Making a Mouse that Exhibits Human Telomere Dynamics – Fight Aging!
Telomerase acts to extend telomeres, the repeated DNA sequences at the ends of chromosomes. With every cell division, some of the telomere repeats are lost. Cells with critically short telomeres become senescent or undergo programmed cell death, having reached the Hayflick limit on replication. Some cells employ telomerase to adjust the countdown of telomere length. In humans, only stem cells use telomerase. In other species, such as mice, telomerase is much more widely expressed. There has been some interest in the research community in upregulation of telomerase as a way to improve stem cell and tissue function in old age.

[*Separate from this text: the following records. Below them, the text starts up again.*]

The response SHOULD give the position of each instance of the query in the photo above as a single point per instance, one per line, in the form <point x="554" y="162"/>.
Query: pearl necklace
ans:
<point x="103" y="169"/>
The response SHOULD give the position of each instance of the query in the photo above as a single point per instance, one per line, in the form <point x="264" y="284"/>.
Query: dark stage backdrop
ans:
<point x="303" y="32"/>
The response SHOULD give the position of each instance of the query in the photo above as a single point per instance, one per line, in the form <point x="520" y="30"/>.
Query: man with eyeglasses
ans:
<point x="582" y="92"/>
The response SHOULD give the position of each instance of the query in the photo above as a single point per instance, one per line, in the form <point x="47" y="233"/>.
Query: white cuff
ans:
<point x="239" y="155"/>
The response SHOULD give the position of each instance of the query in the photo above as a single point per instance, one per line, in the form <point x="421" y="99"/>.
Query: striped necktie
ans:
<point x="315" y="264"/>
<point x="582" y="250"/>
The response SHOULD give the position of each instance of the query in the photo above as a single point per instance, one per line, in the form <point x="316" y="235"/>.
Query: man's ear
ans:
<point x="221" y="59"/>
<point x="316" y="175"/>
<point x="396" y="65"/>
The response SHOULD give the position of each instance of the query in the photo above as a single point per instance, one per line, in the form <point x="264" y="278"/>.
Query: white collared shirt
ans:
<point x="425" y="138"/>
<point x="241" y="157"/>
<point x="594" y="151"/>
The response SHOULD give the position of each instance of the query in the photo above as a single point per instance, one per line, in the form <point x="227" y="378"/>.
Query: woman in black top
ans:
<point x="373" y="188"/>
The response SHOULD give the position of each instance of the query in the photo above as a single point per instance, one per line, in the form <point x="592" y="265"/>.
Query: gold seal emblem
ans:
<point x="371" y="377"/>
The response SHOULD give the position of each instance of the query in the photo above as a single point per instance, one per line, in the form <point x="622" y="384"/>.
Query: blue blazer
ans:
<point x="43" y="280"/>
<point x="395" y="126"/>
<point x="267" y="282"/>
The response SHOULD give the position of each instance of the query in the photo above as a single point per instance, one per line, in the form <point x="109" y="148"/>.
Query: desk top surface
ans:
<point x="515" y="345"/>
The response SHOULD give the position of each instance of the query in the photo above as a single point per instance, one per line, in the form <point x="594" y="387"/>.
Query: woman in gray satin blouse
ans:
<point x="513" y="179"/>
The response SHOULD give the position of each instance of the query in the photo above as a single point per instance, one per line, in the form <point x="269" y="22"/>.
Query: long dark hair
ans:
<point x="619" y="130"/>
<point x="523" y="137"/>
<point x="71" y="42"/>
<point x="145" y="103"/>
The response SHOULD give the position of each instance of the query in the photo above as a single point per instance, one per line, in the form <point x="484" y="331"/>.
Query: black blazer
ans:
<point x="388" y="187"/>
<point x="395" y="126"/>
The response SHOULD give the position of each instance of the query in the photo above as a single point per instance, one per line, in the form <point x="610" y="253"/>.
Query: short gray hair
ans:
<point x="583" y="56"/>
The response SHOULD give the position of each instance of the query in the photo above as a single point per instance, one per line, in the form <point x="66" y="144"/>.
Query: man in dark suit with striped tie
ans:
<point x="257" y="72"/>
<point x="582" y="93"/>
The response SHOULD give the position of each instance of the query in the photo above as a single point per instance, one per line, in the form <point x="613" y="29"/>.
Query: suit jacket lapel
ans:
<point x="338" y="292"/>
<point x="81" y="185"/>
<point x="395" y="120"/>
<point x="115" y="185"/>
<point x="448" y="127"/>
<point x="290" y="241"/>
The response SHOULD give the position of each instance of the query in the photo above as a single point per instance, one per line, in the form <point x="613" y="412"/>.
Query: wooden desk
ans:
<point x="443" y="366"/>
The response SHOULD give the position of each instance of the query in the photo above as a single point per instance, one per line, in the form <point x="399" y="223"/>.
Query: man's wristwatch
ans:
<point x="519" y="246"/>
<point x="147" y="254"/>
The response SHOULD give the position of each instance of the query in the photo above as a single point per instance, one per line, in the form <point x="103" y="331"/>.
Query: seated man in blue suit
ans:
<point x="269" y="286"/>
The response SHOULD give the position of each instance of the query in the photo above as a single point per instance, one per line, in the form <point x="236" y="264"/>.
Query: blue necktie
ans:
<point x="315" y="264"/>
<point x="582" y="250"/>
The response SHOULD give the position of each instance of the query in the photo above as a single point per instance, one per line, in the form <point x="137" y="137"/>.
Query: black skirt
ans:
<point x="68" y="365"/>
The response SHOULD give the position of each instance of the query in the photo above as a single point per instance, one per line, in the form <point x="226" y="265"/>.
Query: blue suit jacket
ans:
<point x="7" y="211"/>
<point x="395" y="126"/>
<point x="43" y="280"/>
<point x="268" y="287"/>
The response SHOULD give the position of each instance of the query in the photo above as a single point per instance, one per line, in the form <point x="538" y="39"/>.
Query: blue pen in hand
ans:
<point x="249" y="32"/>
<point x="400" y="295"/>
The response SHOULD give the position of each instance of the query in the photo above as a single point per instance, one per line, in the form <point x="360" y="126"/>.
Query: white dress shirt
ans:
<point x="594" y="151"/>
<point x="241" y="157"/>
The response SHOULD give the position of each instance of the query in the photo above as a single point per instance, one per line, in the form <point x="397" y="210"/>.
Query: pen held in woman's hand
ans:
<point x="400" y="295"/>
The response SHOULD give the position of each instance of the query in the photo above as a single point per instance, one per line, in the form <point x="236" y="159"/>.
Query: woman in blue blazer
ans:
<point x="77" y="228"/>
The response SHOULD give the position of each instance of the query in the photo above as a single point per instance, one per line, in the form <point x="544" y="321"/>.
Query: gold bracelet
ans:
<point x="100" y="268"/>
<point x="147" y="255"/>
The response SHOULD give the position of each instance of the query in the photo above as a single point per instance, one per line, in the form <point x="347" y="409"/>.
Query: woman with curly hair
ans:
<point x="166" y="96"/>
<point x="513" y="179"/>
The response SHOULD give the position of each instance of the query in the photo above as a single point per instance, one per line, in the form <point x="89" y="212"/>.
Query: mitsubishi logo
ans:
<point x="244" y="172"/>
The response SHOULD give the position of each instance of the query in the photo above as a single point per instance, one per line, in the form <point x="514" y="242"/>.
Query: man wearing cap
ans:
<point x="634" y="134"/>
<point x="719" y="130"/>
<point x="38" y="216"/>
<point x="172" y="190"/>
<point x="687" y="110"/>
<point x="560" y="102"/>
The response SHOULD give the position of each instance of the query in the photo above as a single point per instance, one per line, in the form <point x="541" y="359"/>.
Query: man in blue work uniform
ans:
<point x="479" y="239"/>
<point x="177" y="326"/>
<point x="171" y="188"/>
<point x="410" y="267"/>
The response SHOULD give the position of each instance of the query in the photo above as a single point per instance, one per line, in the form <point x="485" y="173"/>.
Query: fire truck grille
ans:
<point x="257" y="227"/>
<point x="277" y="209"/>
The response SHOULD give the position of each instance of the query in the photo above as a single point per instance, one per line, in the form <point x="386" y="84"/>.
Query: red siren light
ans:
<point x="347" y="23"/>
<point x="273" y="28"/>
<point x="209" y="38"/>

One of the points of risk in bringing telomerase gene therapies to the clinic is that while the results to date in mice have been impressive, gene therapies producing extended life, improved function, reduced cancer incidence, mice have very different telomere dynamics from humans. Will the risk of extending the functional life of damaged, potentially cancerous somatic cells be offset by improved immune function in humans as it seems to be in mice? While some number of people have undergone telomerase gene therapy, largely via medical tourism, results for most of those patients will never be published, and long-term data on cancer risk will in any case take years to emerge.
In today’s open access paper, researchers report on the development of a mouse lineage with a humanized telomerase gene and more human-like telomere dynamics. This will be a useful tool in the continued development of telomerase gene therapies. If telomerase gene therapy in this lineage turns out to produce much the same benefits as it does in wild type mice, with particular attention to cancer incidence, then one could be more convinced that risks in human patients are lower.

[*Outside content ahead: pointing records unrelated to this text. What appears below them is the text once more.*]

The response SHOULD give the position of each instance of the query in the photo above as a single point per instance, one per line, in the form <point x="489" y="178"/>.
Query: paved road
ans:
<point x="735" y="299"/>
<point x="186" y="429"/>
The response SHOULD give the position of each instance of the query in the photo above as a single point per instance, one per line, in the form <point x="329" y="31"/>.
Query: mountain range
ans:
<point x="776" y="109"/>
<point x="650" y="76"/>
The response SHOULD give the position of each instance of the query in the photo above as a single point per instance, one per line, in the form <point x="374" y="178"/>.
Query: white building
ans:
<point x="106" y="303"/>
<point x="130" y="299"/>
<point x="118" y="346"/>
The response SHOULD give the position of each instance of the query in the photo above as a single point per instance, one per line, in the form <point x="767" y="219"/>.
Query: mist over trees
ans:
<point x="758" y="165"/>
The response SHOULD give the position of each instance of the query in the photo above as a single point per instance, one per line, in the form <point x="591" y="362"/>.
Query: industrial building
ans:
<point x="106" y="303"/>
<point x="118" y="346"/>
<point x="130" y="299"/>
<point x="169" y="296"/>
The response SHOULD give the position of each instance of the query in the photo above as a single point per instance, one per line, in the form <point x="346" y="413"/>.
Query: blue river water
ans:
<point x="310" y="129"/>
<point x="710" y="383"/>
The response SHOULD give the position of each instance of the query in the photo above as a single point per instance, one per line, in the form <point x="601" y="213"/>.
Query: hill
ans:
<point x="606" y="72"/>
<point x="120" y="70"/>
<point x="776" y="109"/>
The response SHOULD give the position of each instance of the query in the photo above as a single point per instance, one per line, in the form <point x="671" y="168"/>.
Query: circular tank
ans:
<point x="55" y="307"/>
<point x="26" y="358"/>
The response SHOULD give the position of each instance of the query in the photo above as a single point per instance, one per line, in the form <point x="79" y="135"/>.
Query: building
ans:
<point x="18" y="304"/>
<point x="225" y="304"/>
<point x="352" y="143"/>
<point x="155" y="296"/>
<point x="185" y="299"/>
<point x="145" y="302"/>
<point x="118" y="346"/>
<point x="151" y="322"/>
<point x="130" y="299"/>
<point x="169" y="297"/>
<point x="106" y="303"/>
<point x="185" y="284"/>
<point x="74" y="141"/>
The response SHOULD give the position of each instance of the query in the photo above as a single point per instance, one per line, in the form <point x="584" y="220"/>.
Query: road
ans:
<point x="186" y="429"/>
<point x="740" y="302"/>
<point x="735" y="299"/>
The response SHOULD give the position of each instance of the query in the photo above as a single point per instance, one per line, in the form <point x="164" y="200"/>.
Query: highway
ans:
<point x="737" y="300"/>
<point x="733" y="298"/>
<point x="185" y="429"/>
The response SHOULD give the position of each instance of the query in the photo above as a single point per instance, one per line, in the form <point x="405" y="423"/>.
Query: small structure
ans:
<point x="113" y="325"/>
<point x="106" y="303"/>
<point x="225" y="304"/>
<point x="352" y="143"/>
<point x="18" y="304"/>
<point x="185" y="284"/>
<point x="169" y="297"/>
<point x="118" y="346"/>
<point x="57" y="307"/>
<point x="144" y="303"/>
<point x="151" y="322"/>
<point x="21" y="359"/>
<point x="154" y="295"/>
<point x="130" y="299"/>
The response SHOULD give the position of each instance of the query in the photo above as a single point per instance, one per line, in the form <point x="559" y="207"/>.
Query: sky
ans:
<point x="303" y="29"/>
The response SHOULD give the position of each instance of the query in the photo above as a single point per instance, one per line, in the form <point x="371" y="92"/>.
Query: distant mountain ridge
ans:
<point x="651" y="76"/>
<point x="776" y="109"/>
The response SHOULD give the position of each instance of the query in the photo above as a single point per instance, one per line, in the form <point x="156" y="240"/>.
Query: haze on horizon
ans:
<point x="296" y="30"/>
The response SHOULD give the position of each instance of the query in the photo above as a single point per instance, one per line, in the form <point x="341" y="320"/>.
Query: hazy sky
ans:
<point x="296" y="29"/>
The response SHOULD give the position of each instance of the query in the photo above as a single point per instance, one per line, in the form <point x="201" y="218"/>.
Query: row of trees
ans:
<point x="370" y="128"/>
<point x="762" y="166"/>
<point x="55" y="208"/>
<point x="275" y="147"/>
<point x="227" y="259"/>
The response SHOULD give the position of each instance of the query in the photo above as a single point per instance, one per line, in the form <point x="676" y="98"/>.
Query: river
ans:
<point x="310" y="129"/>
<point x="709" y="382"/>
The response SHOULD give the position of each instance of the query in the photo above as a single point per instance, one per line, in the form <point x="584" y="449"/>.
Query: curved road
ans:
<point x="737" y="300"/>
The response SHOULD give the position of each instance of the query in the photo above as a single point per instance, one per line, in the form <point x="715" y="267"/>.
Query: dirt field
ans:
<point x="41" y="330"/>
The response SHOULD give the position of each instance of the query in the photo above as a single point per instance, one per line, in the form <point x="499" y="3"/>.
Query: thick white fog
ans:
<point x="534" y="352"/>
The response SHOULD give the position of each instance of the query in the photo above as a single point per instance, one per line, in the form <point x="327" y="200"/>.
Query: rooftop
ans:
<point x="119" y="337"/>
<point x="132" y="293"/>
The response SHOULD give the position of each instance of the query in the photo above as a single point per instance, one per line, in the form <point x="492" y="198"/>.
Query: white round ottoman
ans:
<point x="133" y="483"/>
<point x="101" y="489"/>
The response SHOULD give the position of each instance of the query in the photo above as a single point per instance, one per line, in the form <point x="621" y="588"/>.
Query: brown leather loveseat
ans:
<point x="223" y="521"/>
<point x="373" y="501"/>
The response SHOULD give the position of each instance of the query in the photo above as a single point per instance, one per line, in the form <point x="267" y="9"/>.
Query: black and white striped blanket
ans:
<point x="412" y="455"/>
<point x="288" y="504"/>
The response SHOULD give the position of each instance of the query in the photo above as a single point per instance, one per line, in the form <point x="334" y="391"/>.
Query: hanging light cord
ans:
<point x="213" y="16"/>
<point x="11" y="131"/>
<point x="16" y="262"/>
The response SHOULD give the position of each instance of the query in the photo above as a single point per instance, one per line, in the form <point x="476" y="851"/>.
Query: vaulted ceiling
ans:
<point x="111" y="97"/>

Humanization of the mouse telomerase gene reset telomeres to human length
Telomeres undergo shortening with each cell division, serving as biomarkers of human aging, which is characterized by short telomeres and restricted telomerase expression in adult tissues. Contrarily, mice, featuring their longer telomeres and widespread telomerase activity, present limitations as models for understanding telomere-related human biology and diseases. To bridge this gap, we engineered a mouse strain with a humanized mTert gene, hmTert, wherein specific non-coding sequences were replaced with their human counterparts. The hmTert gene, encoding the wildtype mTert protein, was repressed in adult tissues beyond the gonads and thymus, closely resembling the regulatory pattern of the human TERT gene.
Remarkably, the hmTert gene rescued telomere dysfunction in late generations of mTert-knockout mice. Through successive intercrosses of Tert(h/-) mice, telomere length progressively declined, stabilizing below 10-kb. Tert(h/h) mice achieved a human-like average telomere length of 10-12 kb, contrasting with the 50-kb length in wildtype C57BL/6J mice. Despite shortened telomeres, Tert(h/h) mice maintained normal body weight and cell homeostasis in highly proliferative tissues. Notably, colonocyte proliferation decreased significantly in Terth/h mice during dextran sodium sulfate-induced ulcerative colitis-like pathology, suggesting limitations on cellular renewal due to short telomeres.
Our findings underscore the genetic determination of telomere homeostasis in mice by the Tert gene. These mice, exhibiting humanized telomere homeostasis, serve as a valuable model for exploring fundamental questions related to human aging and cancer.